- Born: 8 March 1912 Plumstead, Cape Town
- Died: 20 March 1984 (aged 72) Tygerberg, Cape Town
- Allegiance: South Africa
- Branch: South African Navy
- Service years: 1939–1972
- Rank: Commodore
- Commands: HMSAS Transvaal; SAS President Steyn (F147); OC Naval Base Simon's Town;
- Conflicts: World War 2
- Awards: Southern Cross Medal SM Queen Elizabeth II Coronation Medal Union Medal
- Spouse: Tessa
- Relations: John Fairbairn (grandfather)

= John Fairbairn (naval officer) =

South African admiral (1912–1984)

Commodore John Fairbairn (12 March 1912 – 20 March 1984) was a South African Naval officer.

Fairbairn was born in Plumstead, Cape Town.
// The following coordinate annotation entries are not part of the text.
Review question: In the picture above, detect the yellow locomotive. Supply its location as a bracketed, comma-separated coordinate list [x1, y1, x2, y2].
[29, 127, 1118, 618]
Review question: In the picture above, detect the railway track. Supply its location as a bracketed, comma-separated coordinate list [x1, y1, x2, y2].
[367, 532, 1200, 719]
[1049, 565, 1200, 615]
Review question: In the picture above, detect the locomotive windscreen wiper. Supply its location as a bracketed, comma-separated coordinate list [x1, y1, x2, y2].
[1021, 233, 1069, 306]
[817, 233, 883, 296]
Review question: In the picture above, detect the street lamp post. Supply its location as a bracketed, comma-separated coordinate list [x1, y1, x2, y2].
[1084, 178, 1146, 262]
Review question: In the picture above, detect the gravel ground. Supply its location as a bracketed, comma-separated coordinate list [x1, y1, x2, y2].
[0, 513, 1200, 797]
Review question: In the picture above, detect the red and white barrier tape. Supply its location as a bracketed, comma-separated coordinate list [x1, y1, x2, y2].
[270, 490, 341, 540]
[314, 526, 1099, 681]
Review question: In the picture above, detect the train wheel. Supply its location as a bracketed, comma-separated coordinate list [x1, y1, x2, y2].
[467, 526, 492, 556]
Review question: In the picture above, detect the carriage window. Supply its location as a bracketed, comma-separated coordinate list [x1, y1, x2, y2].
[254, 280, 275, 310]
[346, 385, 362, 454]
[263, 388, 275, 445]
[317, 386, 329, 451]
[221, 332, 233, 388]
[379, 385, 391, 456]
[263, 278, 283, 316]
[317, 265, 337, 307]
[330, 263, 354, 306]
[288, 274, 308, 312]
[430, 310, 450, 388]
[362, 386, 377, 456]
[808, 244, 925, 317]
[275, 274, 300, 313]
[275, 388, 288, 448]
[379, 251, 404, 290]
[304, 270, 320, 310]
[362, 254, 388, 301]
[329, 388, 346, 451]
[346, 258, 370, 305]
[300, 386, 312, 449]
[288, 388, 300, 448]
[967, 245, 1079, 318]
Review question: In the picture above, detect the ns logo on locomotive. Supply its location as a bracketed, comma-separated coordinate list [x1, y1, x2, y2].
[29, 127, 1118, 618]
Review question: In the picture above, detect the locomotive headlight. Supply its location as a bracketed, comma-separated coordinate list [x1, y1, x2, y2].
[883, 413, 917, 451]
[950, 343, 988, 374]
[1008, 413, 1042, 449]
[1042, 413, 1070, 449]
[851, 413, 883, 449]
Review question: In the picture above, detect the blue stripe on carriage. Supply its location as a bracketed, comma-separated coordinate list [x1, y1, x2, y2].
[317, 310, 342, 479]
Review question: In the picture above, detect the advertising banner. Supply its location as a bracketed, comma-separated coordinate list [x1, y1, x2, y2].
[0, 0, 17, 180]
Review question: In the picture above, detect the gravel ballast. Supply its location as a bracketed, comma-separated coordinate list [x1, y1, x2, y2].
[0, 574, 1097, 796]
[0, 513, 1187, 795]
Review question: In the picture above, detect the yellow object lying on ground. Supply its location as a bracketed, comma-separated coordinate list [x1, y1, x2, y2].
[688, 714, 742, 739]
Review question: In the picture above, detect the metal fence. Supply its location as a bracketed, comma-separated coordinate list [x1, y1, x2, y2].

After being educated at Diocesan College in Rondebosch, he started working at the Standard Bank in 1930. He joined the Royal Navy Volunteer Reserve (RNVR) on 1 July 1929 on a part-time basis while still working at the bank until the start of World War II, when he signed up to the South African Navy full-time on 4 September 1939 and was promoted to lieutenant on 12 November the same year.

On 1 May 1946, he joined the SA Navy Permanent Force and was given the rank of lieutenant-commander. On 4 January 1948 while in command of the HMSAS Transvaal, the Marion and Prince Edward islands were annexed from Great Britain. He commanded the SAS President Steyn before being appointed naval officer in charge (NoiC) of the Simon's Town Naval Base.

Fairbairn retired in 1972 and died in Cape Town in March 1984.